Friday, January 10, 2003

The Left Foot
Alas, the new year started even more badly then the old one ended. When we tried to check in at MAS, it was discovered that the dates of our flights and accommodation were out of synch. with the dates of our Chinese visas. Major stuff-up by travel agent. The guy found a supervisor and although she was very sympathetic, there was nothing she could do. Her exact words: "If I let you get on that plane you will not like what the Chinese will do to you when you get off". It was a public holiday and no hope of acquiring an emergency visa. Also, our visas for Malaysia had expired on 31st. I was stunned, shocked and so disappointed. I couldn't believe what was happening. Within two hours we were on a plane heading for Melbourne, feeling like we were being deported. We were in the last two seats, not together, and surrounded by Poms with streaming colds and hacking coughs just to add to our miseries.

Since then I have been battling with the travel agent for compensation, gradually moving up the hierarchy. Red tape, red tape!

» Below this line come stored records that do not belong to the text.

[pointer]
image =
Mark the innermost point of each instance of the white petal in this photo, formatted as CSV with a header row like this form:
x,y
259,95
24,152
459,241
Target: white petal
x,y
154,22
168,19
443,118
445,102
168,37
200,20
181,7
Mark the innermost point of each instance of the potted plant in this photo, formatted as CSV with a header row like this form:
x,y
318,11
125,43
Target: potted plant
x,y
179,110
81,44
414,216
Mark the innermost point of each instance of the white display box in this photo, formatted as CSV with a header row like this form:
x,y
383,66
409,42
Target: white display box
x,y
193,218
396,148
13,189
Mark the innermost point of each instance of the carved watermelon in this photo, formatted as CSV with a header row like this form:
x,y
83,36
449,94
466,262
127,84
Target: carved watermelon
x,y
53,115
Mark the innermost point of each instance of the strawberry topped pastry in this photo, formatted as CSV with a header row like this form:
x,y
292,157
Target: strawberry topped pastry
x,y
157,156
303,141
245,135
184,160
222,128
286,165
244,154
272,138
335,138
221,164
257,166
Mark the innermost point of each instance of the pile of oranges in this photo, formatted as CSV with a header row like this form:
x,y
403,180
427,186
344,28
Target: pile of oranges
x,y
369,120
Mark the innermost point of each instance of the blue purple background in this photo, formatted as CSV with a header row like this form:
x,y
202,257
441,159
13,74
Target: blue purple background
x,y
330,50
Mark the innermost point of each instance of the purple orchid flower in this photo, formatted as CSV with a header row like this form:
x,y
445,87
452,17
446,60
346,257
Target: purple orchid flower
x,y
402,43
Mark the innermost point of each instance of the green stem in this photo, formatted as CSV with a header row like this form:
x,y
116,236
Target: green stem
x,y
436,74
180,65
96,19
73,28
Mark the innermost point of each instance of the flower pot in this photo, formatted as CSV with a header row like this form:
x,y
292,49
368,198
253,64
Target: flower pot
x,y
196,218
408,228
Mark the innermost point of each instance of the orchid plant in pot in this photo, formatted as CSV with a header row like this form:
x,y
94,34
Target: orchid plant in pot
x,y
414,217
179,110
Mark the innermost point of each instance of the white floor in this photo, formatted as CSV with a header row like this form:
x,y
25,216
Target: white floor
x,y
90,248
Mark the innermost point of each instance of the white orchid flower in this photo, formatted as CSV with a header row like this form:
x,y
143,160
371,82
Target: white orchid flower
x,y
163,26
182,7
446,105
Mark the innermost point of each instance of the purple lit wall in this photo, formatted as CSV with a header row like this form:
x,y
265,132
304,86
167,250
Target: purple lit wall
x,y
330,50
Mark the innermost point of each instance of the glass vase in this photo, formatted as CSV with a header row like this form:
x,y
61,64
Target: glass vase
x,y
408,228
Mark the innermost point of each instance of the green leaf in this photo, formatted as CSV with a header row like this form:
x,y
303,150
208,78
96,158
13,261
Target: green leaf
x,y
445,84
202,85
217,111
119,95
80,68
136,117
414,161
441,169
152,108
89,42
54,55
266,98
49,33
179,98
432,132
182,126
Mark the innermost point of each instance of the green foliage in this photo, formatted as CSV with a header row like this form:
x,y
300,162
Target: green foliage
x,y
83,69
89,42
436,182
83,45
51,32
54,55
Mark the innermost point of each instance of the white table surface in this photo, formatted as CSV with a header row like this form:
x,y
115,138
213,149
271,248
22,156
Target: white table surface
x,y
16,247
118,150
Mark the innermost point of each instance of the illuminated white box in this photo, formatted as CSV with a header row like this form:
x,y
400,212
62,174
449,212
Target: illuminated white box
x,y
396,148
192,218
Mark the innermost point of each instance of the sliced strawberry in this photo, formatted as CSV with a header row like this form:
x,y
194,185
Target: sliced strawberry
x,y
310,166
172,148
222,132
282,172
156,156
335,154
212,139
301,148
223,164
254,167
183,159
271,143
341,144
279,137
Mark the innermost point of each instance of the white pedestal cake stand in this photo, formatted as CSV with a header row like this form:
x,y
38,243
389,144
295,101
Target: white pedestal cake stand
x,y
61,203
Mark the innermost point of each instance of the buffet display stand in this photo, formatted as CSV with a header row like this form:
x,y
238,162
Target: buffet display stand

There have been some consolations. however:
Steve Waugh's innings last Friday afternoon;
dinner at Saigon Rose with Grumpy Girl and Petite Soeur that night;
Right Foot reunited with his banjo and his shed;
and the big, blue sky after months of overcast weather.

Still, it was an ignominious end to our travels and I am still longing to see Shanghai before it is finally ruined by commercial development.

On Monday it is back to Lilydale for me, though many of my thoughts will be with colleagues in Kuching on their first day of semester. Good luck to them all.
The Left Foot
New Year's Eve in Kuala Lumpar and we went with several trillion others to see the fireworks at the Petronas Towers. After minding our spot for an hour and a half, Right Foot discovered at a quarter to twelve that his pocket had been picked. People had been warning us for months about the possibility of this but now it had finally happened. Right Foot was anxious to return to the hotel to cancel his cards, etc. so off we dashed, seeing only a couple of fireworks as we headed for the railway station. RF was on the phone for an hour and a half ringing banks in three countries, trying to arrange emergency cash and cards. We finally tumbled into bed, setting the alarm for 6 o'clock, in view of our early flight to Shanghai, city of my dreams.